When we have SSL or TLS certificates on our website, we redirect HTTP requests to HTTPS so that our users can use the secured version. Having an HTTPS version of our web page is also a ranking factor in Google.
Express middleware function runs for every request and can check the protocol. If the incoming request is using the HTTP protocol, the middleware will redirect it to the HTTPS version using the res.redirect() method.
We can also extract the URL from the request object in the Express framework. In this way, we will redirect our user to the same URL but with the HTTPS protocol.
Let's see how we redirect from HTTP to HTTPS in Express and Node.js with examples.
How to Redirect From HTTP to HTTPS in Express
I will use the Express middleware function because I want to redirect every HTTP request to HTTPS automatically. In this way, we can check the protocol for every request.
You have to add this middleware function before any other middleware functions and routes. It will make sure that we are checking the protocol before anything else.
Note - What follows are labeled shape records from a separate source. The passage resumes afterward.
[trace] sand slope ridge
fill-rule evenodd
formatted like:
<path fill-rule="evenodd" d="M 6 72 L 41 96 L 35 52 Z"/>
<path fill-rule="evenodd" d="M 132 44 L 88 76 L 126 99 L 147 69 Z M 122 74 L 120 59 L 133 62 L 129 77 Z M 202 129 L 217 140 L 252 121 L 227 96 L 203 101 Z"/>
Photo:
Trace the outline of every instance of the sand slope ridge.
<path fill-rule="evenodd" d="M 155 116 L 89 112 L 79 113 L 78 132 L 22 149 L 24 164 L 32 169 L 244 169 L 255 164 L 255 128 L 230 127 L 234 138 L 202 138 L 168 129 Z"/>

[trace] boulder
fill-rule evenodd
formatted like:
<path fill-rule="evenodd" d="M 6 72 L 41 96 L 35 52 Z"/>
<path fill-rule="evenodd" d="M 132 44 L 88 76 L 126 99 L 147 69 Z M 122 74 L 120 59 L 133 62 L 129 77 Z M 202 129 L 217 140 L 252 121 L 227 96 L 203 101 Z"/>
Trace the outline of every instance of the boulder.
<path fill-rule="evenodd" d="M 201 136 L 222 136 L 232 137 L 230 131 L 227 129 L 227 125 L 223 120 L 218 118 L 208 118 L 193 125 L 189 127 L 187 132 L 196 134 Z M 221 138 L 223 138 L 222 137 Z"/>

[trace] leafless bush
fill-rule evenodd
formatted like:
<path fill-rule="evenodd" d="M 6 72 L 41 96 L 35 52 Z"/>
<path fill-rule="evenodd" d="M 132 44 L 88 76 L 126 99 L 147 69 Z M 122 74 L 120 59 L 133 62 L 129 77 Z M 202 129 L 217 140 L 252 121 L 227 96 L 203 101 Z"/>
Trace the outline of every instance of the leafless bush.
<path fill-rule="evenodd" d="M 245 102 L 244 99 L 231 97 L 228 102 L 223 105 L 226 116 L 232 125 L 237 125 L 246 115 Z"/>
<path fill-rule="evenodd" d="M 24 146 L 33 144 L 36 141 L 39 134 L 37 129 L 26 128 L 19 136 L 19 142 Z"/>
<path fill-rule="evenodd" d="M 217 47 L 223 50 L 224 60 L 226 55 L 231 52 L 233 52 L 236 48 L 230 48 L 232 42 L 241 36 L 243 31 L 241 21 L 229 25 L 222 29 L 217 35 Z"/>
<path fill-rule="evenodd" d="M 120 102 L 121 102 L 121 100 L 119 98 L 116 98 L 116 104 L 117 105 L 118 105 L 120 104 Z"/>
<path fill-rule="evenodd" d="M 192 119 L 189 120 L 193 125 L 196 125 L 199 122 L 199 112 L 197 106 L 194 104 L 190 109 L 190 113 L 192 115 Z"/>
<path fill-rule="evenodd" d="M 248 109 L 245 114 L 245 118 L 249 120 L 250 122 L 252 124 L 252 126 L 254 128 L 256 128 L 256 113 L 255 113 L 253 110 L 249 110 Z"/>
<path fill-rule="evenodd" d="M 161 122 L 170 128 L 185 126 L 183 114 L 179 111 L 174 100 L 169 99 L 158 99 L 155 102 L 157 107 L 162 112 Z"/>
app.use((req, res, next) => {
if (req.protocol === 'http') {
return res.redirect(301, `https://${req.headers.host}${req.url}`);
}
next();
});
I am checking if the protocol is equal to "http" using the req.protocol property inside the middleware function. This property returns the protocol of the request.
If the incoming request is using an SSL certificate then this property will return "https" otherwise it will give "http".
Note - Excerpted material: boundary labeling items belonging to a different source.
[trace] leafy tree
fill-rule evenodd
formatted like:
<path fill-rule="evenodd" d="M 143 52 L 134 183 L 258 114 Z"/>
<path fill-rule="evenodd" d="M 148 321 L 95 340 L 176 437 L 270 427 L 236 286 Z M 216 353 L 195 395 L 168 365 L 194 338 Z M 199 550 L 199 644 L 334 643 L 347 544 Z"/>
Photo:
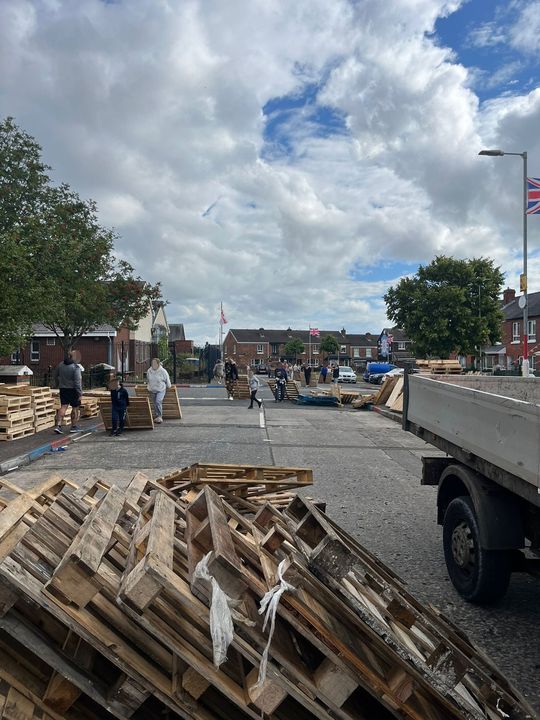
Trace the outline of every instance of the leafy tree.
<path fill-rule="evenodd" d="M 96 325 L 137 326 L 159 299 L 160 285 L 136 277 L 113 253 L 116 236 L 97 222 L 96 205 L 68 185 L 50 189 L 39 265 L 47 303 L 39 317 L 64 350 Z"/>
<path fill-rule="evenodd" d="M 500 339 L 503 282 L 492 260 L 441 255 L 389 288 L 387 315 L 413 341 L 419 357 L 474 354 Z"/>
<path fill-rule="evenodd" d="M 291 355 L 296 359 L 298 355 L 302 355 L 302 353 L 305 350 L 304 343 L 300 340 L 300 338 L 292 338 L 289 340 L 288 343 L 285 344 L 285 347 L 283 348 L 283 354 L 287 355 L 288 357 L 291 357 Z"/>
<path fill-rule="evenodd" d="M 13 118 L 0 123 L 0 354 L 20 347 L 43 306 L 37 248 L 49 168 L 41 148 Z"/>
<path fill-rule="evenodd" d="M 339 352 L 340 345 L 333 335 L 325 335 L 319 345 L 319 350 L 326 353 L 326 357 L 329 355 L 335 355 Z"/>

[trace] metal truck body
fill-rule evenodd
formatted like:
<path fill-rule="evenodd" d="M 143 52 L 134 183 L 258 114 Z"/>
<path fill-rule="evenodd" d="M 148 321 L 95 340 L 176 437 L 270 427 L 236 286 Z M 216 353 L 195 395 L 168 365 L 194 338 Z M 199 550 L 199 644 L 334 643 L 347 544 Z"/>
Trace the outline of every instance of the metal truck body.
<path fill-rule="evenodd" d="M 471 602 L 493 602 L 512 571 L 536 570 L 539 403 L 535 378 L 406 376 L 404 429 L 446 453 L 424 458 L 422 482 L 438 485 L 448 572 Z"/>

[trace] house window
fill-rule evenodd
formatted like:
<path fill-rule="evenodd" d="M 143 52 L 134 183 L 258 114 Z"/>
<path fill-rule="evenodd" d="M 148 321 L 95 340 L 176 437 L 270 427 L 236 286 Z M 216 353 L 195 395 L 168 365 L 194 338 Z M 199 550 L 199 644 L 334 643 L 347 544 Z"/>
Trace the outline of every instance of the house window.
<path fill-rule="evenodd" d="M 30 343 L 30 362 L 39 362 L 39 340 Z"/>

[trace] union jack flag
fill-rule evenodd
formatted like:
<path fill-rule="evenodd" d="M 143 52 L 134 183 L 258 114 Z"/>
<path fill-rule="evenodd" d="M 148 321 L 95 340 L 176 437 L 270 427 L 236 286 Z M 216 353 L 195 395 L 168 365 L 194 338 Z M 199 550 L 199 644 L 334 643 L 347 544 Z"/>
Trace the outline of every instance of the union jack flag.
<path fill-rule="evenodd" d="M 527 178 L 527 215 L 540 215 L 540 178 Z"/>

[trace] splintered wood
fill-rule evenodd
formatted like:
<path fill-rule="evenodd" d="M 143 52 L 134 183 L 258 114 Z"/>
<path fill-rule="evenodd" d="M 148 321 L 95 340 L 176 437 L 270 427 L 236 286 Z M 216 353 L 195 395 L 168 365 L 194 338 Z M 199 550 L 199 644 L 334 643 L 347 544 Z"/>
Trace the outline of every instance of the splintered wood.
<path fill-rule="evenodd" d="M 533 720 L 461 631 L 312 502 L 253 502 L 252 488 L 311 479 L 199 464 L 123 489 L 0 480 L 1 717 Z"/>

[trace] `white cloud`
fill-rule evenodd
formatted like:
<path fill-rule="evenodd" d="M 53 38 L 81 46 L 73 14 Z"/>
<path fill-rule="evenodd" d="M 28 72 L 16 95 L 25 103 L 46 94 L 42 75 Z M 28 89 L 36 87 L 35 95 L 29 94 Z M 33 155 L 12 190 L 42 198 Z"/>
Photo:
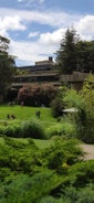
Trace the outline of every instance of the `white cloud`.
<path fill-rule="evenodd" d="M 76 30 L 84 40 L 93 40 L 94 36 L 94 15 L 85 15 L 80 19 Z"/>
<path fill-rule="evenodd" d="M 24 31 L 27 26 L 21 23 L 20 17 L 4 17 L 0 18 L 0 31 L 7 33 L 8 30 L 22 30 Z"/>
<path fill-rule="evenodd" d="M 30 32 L 28 38 L 35 38 L 39 35 L 39 32 Z"/>
<path fill-rule="evenodd" d="M 23 0 L 19 0 L 23 1 Z M 52 55 L 58 51 L 60 41 L 67 26 L 74 25 L 83 40 L 93 40 L 94 15 L 76 15 L 60 11 L 15 10 L 0 8 L 0 34 L 9 38 L 9 30 L 22 31 L 32 22 L 51 26 L 52 32 L 30 32 L 28 38 L 38 36 L 36 41 L 22 42 L 11 39 L 10 53 L 27 63 L 43 60 L 45 55 Z M 25 25 L 27 24 L 27 25 Z M 29 40 L 28 39 L 28 40 Z M 34 40 L 34 39 L 33 39 Z"/>
<path fill-rule="evenodd" d="M 4 14 L 6 13 L 6 14 Z M 14 18 L 18 14 L 21 22 L 36 22 L 40 24 L 49 24 L 51 26 L 60 28 L 60 26 L 69 26 L 72 22 L 76 22 L 80 17 L 74 14 L 67 14 L 65 12 L 60 11 L 36 11 L 36 10 L 15 10 L 15 9 L 0 9 L 0 15 L 2 18 L 12 17 Z"/>
<path fill-rule="evenodd" d="M 40 34 L 40 42 L 46 45 L 58 45 L 62 40 L 66 29 L 59 29 L 56 31 Z"/>

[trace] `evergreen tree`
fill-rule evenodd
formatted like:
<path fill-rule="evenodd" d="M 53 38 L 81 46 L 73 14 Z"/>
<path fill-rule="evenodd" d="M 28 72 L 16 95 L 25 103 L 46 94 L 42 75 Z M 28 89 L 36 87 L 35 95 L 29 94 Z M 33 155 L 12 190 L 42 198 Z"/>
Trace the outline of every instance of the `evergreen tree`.
<path fill-rule="evenodd" d="M 9 55 L 10 41 L 0 35 L 0 100 L 7 94 L 15 71 L 14 57 Z"/>
<path fill-rule="evenodd" d="M 76 44 L 79 35 L 74 29 L 67 29 L 65 36 L 61 41 L 59 51 L 56 52 L 56 62 L 63 74 L 71 74 L 76 71 Z"/>

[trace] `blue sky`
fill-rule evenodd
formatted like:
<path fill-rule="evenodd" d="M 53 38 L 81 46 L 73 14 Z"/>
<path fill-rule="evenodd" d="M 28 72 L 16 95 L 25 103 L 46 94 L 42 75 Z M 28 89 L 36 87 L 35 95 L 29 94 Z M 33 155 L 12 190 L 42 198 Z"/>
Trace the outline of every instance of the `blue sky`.
<path fill-rule="evenodd" d="M 18 66 L 55 58 L 71 26 L 82 40 L 94 40 L 94 0 L 0 0 L 0 35 L 10 39 Z"/>

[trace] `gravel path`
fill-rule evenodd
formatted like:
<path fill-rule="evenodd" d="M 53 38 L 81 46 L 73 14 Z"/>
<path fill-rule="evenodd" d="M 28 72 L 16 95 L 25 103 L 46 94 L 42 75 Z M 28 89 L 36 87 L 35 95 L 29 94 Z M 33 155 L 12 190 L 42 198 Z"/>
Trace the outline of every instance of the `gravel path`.
<path fill-rule="evenodd" d="M 81 147 L 86 152 L 85 160 L 94 159 L 94 145 L 82 143 Z"/>

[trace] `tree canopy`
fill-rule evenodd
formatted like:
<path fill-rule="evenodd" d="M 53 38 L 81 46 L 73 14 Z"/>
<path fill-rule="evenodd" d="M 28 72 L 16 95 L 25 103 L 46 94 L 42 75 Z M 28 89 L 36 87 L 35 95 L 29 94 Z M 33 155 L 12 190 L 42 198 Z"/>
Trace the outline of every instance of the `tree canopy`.
<path fill-rule="evenodd" d="M 15 71 L 14 56 L 9 54 L 9 39 L 0 35 L 0 99 L 10 87 Z"/>
<path fill-rule="evenodd" d="M 94 73 L 94 41 L 82 41 L 76 31 L 67 29 L 56 52 L 56 63 L 63 74 L 73 71 Z"/>

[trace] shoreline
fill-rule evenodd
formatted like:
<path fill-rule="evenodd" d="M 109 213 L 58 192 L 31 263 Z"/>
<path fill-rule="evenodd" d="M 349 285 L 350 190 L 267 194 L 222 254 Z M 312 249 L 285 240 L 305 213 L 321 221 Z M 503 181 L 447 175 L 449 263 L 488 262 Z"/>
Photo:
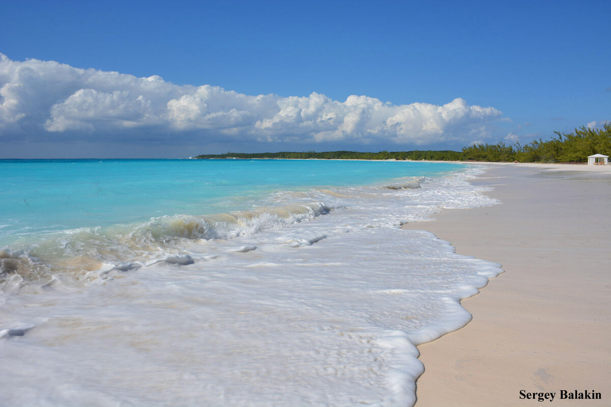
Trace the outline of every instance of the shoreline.
<path fill-rule="evenodd" d="M 403 226 L 505 272 L 461 302 L 470 322 L 418 346 L 416 407 L 519 405 L 528 402 L 521 391 L 593 390 L 605 400 L 611 166 L 482 164 L 486 173 L 470 182 L 493 188 L 501 203 Z"/>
When the condition is true, we will redirect to the HTTPS version. But before redirecting, we have to get the original URL from the req object.
To construct the URL, you have to identify the host and URL path using req.headers.host and req.url properties respectively. Then I will redirect the URL in Express using res.redirect() method.
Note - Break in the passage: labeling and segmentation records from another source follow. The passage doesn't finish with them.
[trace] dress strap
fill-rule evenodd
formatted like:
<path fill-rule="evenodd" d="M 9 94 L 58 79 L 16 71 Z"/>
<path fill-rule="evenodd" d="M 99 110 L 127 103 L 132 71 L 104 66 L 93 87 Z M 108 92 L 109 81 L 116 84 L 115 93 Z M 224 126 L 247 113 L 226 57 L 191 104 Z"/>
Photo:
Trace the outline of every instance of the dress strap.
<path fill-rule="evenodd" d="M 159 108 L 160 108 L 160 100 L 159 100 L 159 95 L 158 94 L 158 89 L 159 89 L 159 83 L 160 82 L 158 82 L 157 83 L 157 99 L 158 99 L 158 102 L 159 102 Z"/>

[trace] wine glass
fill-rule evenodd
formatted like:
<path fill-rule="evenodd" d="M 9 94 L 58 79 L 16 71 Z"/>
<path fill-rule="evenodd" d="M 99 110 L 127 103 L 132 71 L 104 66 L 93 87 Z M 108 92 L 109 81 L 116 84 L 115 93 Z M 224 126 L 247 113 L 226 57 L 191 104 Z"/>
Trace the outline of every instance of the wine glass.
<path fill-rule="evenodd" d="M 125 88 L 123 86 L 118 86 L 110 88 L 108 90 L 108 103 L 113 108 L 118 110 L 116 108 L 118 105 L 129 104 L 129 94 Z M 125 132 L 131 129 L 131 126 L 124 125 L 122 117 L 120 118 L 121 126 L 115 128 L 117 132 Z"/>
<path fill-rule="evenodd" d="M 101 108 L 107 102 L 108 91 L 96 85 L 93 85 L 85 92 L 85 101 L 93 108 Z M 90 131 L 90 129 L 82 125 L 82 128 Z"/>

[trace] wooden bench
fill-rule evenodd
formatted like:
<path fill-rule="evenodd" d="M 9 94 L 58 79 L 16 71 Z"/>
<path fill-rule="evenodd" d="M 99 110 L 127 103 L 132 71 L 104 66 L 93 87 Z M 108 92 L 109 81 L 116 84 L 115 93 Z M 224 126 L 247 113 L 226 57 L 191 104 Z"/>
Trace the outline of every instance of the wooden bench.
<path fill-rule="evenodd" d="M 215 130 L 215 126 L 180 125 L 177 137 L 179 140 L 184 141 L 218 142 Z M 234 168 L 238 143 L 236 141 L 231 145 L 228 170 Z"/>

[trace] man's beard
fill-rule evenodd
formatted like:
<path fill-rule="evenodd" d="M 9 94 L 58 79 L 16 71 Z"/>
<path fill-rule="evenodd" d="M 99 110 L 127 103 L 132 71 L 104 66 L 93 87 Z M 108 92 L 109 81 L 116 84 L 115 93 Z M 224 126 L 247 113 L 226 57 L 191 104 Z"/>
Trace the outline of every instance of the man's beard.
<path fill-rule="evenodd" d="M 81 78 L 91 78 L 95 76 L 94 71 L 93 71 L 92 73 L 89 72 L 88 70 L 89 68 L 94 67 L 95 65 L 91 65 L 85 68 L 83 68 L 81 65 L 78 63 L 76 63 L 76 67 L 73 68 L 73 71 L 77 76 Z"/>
There is another way to verify whether the request is using HTTPS or not. Instead of using the req.protocol property, we can use the req.secure property.
app.use((req, res, next) => {
if (!req.secure) {
return res.redirect(301, `https://${req.headers.host}${req.url}`);
}
next();
});
If the server has a TLS connection, this property returns true otherwise false. Therefore, if its value is false that means the request is using HTTP.
In that case, we will redirect the request from HTTP to HTTPS with a 301 status code. You can use any of the 2 methods to identify the current protocol.
When a request comes with the HTTPS, the if condition will not run and Express will handle the request as usual.
If we look at the complete code, it will look something like this:
const express = require('express');
const app = express();
app.use((req, res, next) => {
if (req.protocol === 'http') {
return res.redirect(301, `https://${req.headers.host}${req.url}`);
}
next();
});
app.get('/', (req, res) => {
res.send('<h1>Home Page</h1>');
});
app.get('/about', (req, res) => {
res.send('<h1>About Page</h1>');
});
const PORT = process.env.PORT || 3000;
app.listen(PORT, () => {
console.log(`Server is running on port ${PORT}`);
});
Also Read: Easiest Way to Set & Use Environment Variables (.env) in Node.js
Conclusion
It is very easy to redirect from your Node.js server. You can perform any type of redirect using the Express framework.
But if you consider the performance, it will be better to redirect HTTP to HTTPS using Nginx or Apache web server software. It will be very fast and efficient.
But if you don't have access to that server software, you can redirect from HTTP to HTTPS using your Node.js and Express server.